One historical piece that we did not mention is that mefloquine, which was developed by the Army and Hoffmann-Laroche, did not have post-marketing surveillance, by that I mean after it was put on the market nobody was gathering the side effects, unlike other medications that were done in a more conventional way. That is part of the problem here, and Dr. Nevin can elaborate on that.
One other piece I wanted to mention that I think is very important is we've briefly said this drug causes toxicity in the brain stem and in the limbic system. We see that when we look at rats and chop off their heads and look at their slices. They have vacuoles, places where the mefloquine has poisoned the brain stem, and the brain stem is what causes your balance. The problem with it is the dizziness, the nystagmus. Dr. Nevin mentioned the limbic system. The limbic system is where our emotions are, that lead to the amygdala, which is affected by post-traumatic stress disorder. The hypothesis—again, not proven—is that these changes to the limbic system are what leads to this intense aggressiveness and anger, and that's what I think makes this medication so dangerous.

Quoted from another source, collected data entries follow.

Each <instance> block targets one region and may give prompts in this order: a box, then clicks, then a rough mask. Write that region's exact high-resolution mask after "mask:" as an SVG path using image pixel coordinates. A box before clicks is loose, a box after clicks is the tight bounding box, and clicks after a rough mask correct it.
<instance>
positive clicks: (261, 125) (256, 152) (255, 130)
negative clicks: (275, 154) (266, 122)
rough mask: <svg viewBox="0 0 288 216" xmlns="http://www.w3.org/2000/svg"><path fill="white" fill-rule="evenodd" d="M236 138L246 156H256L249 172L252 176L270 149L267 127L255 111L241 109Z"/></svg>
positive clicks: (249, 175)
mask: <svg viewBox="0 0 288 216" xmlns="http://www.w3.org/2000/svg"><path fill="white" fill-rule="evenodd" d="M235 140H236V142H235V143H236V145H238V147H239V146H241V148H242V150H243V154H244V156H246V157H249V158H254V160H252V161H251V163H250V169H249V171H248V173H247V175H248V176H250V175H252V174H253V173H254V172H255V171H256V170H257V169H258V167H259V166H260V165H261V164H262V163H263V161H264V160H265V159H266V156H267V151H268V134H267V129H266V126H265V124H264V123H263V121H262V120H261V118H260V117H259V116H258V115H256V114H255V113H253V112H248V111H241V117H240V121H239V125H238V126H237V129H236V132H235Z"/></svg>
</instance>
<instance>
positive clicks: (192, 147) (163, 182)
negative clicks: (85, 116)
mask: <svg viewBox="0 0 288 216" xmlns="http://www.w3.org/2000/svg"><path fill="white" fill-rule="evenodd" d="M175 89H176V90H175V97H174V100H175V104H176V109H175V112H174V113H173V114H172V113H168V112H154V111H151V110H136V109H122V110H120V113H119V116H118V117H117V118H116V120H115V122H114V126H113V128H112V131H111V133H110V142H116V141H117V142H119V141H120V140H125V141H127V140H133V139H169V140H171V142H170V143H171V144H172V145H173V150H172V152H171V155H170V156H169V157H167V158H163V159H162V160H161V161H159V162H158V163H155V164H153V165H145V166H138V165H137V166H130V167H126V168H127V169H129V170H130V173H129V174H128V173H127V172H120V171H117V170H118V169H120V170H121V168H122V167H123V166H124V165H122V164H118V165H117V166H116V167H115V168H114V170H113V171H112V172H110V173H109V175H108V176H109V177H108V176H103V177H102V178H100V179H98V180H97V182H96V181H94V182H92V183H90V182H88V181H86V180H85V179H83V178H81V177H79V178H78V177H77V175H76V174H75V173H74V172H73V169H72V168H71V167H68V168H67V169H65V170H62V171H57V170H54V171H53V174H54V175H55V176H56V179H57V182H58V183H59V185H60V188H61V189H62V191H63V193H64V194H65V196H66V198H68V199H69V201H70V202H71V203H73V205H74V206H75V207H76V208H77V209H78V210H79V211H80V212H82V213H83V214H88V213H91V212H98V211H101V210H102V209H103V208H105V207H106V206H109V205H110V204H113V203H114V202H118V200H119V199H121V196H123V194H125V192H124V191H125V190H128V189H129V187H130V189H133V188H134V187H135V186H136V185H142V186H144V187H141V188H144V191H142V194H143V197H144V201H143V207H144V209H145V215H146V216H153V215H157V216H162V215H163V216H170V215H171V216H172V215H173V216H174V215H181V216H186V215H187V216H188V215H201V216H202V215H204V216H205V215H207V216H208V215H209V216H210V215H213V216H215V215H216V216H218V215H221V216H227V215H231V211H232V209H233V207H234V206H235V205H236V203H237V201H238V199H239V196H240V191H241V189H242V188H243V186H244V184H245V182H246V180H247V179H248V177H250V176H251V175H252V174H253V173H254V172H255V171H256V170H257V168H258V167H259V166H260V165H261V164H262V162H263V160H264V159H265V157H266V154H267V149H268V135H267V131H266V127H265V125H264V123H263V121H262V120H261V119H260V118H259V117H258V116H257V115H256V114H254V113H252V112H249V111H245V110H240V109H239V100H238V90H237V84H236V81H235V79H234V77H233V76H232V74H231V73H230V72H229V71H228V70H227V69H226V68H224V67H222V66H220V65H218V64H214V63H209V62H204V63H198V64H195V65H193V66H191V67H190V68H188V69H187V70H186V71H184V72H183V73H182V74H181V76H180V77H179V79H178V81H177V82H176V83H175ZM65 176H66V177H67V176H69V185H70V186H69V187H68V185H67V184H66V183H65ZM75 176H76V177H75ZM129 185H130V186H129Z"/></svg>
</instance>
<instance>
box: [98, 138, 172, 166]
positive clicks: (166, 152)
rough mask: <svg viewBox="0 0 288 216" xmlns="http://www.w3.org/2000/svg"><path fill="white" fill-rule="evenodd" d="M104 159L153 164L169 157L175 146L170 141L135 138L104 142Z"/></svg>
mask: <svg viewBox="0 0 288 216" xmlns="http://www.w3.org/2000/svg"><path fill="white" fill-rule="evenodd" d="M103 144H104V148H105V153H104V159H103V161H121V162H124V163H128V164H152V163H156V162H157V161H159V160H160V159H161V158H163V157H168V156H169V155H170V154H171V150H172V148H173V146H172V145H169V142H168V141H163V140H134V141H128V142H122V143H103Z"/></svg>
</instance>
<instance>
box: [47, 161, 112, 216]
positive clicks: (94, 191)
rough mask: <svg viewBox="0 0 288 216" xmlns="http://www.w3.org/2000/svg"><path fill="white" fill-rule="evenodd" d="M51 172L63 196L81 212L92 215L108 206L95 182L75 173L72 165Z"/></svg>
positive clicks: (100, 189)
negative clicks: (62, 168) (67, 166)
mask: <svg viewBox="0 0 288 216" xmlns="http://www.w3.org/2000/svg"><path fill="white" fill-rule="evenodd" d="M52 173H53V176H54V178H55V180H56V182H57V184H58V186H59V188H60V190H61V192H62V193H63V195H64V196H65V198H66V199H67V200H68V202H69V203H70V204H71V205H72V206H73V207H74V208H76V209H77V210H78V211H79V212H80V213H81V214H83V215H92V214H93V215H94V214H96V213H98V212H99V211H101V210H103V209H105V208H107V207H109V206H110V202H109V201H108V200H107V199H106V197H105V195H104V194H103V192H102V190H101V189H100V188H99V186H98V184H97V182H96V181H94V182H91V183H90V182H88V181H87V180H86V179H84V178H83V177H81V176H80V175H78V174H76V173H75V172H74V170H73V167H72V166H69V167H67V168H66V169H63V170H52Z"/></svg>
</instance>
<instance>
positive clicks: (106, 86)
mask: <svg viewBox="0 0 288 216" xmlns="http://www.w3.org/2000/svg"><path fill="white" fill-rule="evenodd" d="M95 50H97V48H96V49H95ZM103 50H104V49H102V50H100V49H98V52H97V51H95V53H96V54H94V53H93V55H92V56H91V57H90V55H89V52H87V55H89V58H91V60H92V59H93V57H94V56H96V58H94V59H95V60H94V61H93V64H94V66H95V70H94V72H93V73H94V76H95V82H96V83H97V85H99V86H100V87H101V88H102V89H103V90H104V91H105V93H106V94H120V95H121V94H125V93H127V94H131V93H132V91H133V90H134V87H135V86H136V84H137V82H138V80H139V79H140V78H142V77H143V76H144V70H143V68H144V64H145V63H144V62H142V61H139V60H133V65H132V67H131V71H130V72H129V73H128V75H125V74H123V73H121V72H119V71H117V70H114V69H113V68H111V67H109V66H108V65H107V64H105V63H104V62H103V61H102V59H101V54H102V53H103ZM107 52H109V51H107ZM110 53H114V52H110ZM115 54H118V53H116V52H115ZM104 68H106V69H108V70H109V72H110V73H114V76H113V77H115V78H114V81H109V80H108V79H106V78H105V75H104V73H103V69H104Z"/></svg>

Why do some people react to it and some not? It could be genetics. A theory of mine is that in Somalia it was very hard to get hydrated, to get enough water. That was a very primitive environment. I remember the truckloads of water that we'd all be scrounging for. It was hot and people didn't drink enough. I think the damage to the veterans in Somalia was greater than, say, to those in Iraq or Afghanistan, where there was a mature theatre and people got more water. Again, that's a hypothesis. Another piece is that some people have changes in the blood-brain barrier. They metabolize agents more. It is clear that while some people are severely affected, others are not affected at all, and that's led to some of the questions of, this is just an hysterical reaction on the part of the journalist, because I took mefloquine and I was okay. I did take mefloquine and I was okay, but I was also in a medical unit, so could get water. I'd be curious about Claude's experience, whether he was able to stay hydrated. Similarly with the Canadian Airborne Regiment, I believe they were in primitive conditions.
Finally, what I often see with mefloquine is it's the straw that breaks the camel's back. You're in nasty, difficult circumstances, you are irritable, the food sucks, the water sucks, there's not a place that you can go, excuse my language, and take a dump so you're irritated about that, your wife is going to leave you. But then you have this pill on top of that that just revs up your rage, and you hear it over and over again, and you have these crazy bad dreams, these vivid dreams, nightmares, and you just snap.